If this terminology sounds confusing, just remember the following:

  1. All functions return a value (which can be a list).

  2. All functions take a single parameter (which can be a list).

  3. Functions can be created anytime, not just at compile time. When you evaluate a function inside some nested variable scope at run time it captures those local variables and can refer to them in the function body. The resulting closed function object is called a closure.
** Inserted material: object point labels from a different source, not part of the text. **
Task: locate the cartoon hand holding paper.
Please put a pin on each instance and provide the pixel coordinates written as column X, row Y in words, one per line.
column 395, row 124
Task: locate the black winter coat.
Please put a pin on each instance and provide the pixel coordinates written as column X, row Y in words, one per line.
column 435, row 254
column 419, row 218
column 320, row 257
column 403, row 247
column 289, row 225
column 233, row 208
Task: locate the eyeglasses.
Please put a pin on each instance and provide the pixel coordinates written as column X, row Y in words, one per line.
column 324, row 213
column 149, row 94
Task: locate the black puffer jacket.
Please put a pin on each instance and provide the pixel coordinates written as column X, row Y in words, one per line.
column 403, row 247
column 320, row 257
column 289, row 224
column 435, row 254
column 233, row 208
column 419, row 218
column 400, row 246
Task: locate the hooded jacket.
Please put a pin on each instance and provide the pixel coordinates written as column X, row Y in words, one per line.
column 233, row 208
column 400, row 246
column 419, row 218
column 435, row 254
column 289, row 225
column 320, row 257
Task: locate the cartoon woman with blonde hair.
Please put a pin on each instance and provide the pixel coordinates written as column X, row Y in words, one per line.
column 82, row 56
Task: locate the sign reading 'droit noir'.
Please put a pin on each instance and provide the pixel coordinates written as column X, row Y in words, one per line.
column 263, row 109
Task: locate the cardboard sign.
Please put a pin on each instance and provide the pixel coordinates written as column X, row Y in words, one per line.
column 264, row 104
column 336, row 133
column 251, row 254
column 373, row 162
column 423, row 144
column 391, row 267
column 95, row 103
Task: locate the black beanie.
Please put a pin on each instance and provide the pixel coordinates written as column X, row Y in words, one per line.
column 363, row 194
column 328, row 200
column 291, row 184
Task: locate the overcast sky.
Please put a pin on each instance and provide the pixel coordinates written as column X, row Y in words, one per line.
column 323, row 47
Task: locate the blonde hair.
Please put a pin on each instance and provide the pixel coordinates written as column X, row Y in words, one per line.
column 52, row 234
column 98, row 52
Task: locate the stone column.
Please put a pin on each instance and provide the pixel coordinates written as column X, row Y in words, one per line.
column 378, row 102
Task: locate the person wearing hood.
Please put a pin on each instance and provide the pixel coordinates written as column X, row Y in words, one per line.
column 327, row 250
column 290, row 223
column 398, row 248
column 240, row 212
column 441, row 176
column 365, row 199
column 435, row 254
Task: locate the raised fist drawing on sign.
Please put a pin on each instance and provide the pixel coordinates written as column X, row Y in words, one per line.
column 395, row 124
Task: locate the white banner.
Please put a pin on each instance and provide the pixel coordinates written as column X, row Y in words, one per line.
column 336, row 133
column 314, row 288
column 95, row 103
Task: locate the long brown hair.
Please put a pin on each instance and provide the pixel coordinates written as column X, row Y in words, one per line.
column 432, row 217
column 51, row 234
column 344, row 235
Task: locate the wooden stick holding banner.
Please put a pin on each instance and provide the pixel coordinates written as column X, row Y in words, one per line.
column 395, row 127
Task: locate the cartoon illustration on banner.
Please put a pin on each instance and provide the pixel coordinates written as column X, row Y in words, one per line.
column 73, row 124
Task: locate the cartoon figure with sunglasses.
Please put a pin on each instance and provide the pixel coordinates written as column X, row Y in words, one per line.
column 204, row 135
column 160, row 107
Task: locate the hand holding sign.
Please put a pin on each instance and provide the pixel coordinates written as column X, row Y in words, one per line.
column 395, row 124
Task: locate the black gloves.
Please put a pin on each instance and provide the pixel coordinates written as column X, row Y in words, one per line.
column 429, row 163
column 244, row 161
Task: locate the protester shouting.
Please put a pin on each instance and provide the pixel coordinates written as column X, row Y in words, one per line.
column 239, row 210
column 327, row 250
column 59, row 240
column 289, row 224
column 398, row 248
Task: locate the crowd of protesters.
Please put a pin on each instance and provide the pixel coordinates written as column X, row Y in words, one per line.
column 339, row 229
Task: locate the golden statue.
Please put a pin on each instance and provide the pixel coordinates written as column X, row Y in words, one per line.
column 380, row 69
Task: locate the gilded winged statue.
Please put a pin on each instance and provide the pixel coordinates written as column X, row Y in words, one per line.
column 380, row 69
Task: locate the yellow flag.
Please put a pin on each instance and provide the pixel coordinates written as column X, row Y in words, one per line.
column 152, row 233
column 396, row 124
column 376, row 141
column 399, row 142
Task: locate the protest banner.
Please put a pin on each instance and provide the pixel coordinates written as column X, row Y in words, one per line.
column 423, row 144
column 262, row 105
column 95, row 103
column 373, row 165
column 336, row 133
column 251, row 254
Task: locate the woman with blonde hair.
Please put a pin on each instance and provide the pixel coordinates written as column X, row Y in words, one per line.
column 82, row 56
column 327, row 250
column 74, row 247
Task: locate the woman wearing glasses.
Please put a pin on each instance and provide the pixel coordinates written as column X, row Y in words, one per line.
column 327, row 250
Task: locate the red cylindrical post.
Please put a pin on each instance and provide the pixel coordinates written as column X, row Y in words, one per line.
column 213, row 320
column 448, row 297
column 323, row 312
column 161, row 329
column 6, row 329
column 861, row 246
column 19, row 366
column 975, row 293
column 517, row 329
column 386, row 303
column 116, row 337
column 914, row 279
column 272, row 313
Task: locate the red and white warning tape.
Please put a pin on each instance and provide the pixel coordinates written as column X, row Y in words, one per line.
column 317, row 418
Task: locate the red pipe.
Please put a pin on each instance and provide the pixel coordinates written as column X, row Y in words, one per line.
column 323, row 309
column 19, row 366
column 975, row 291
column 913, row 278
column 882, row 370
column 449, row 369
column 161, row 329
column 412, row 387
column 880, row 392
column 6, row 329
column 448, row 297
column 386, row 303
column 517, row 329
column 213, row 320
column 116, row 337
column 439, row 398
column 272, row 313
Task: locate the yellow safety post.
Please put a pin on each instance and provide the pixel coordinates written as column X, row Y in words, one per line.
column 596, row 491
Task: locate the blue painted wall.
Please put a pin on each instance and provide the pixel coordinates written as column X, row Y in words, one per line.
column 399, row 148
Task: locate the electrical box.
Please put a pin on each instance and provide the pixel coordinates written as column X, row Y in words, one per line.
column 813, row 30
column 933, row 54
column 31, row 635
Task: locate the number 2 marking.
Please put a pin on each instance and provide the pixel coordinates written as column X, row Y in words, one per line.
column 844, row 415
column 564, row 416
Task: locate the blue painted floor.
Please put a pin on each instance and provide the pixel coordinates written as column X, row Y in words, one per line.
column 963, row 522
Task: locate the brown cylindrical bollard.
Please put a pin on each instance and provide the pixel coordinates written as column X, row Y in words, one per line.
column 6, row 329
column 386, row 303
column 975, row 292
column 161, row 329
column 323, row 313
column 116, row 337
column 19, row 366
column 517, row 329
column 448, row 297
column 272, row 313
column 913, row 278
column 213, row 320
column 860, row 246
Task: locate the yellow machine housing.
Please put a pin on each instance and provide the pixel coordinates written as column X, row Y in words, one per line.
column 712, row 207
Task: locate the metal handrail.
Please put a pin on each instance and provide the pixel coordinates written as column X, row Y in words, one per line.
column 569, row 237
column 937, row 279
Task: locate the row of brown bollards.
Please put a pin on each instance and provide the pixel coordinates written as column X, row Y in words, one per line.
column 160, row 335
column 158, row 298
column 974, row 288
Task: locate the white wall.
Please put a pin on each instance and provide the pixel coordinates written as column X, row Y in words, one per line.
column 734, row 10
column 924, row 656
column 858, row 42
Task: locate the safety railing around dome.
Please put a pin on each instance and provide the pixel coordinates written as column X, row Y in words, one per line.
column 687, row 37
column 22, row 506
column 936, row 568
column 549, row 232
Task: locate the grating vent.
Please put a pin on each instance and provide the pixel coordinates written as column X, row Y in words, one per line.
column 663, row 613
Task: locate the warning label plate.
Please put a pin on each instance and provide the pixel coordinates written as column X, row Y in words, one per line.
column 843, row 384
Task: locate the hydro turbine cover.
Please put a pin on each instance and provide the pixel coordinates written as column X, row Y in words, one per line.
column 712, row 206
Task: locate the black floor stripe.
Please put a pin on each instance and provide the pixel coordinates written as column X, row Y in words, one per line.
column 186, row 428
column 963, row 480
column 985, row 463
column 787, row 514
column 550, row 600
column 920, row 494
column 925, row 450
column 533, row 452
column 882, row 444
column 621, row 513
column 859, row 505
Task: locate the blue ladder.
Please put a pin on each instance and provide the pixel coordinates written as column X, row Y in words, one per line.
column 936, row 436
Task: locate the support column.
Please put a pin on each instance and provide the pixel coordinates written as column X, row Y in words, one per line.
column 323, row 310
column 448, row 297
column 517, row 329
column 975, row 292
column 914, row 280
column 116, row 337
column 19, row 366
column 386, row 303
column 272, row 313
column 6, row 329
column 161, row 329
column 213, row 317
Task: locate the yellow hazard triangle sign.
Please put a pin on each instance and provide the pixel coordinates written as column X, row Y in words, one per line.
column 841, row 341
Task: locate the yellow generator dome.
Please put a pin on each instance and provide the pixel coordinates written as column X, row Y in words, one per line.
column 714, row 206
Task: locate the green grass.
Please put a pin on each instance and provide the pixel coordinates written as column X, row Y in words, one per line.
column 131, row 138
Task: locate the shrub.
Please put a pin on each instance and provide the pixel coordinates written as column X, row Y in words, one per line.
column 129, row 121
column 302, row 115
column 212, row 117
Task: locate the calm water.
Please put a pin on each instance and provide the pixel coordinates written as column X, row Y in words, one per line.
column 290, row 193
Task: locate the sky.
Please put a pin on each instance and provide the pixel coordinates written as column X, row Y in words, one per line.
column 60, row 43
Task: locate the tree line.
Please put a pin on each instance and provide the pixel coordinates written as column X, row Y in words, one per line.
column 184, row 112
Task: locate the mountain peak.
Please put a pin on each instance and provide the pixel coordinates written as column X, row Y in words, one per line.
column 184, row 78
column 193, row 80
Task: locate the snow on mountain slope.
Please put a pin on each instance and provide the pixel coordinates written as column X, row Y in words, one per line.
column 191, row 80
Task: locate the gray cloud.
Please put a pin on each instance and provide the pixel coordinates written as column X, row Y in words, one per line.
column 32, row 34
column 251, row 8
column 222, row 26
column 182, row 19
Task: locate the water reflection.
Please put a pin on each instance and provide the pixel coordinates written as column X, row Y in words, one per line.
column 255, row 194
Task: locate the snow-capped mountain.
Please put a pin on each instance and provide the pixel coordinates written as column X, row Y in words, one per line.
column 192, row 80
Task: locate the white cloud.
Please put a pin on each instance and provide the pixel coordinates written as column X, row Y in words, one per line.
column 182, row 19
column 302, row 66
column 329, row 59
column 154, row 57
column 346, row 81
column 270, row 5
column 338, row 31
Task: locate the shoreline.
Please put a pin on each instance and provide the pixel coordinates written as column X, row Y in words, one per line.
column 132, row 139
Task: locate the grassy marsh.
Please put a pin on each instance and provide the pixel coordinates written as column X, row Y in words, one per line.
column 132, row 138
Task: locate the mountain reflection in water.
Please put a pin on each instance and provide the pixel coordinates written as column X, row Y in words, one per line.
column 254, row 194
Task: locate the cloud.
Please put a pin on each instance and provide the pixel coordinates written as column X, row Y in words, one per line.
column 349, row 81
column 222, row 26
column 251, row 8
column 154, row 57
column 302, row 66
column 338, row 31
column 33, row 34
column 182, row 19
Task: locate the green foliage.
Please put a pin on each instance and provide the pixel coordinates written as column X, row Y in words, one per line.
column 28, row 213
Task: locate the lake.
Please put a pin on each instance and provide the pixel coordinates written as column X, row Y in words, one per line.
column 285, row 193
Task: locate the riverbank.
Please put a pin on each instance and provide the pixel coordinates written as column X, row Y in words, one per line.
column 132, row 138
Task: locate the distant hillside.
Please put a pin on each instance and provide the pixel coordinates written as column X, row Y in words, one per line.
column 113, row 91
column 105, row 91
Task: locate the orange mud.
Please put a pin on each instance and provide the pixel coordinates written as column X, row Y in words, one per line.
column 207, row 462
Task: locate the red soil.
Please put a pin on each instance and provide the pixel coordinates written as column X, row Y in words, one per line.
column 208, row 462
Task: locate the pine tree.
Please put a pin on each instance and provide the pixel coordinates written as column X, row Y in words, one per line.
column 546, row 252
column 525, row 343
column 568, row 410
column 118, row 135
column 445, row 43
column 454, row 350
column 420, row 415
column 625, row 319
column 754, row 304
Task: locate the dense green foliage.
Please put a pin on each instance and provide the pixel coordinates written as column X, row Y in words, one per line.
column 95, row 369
  4. Functions (closures) can (for the most part) be treated like other data.

Application

Efunc : Earg
An application expression denotes the application of a function object, or closure, to an argument. Application is expressed by two expressions representing these entities separated by an infix colon. The expression on the left-hand side must evaluate to a closure; the expression on the right can evaluate to any valid Daisy value. The closure may enforce further type restrictions on its arguments, of course.

Examples:

add:[x y]
inc:z

Quotation

^Eany
Any Daisy expression can be quoted by prefixing it with a caret or hat character (^). A quoted expression evaluates to itself, stripped of the quote. Quotation is used to suppress evaluation when you want to refer to the expression as a piece of data in an evaluation context, such as the name of a symbol instead of its value.

Examples:

^45                   | a number of
^hello                | examples of  
^[a b [c d] e]        | quoted expressions
^a:b
^^hello               | doubly quoted

As noted previously, strings can also be quoted with double quotes.

Parenthesis

( Eany )
The compound expressions for application, functions and quotation all have an ambiguous grammar, which is resolved by associating to the right by default. You can override the default precedence by enclosing any expression in parentheses:
foo: bar: baz         | By default these two 
foo: (bar: baz)       |   are the same.
(foo: bar): baz       | Overriding the default.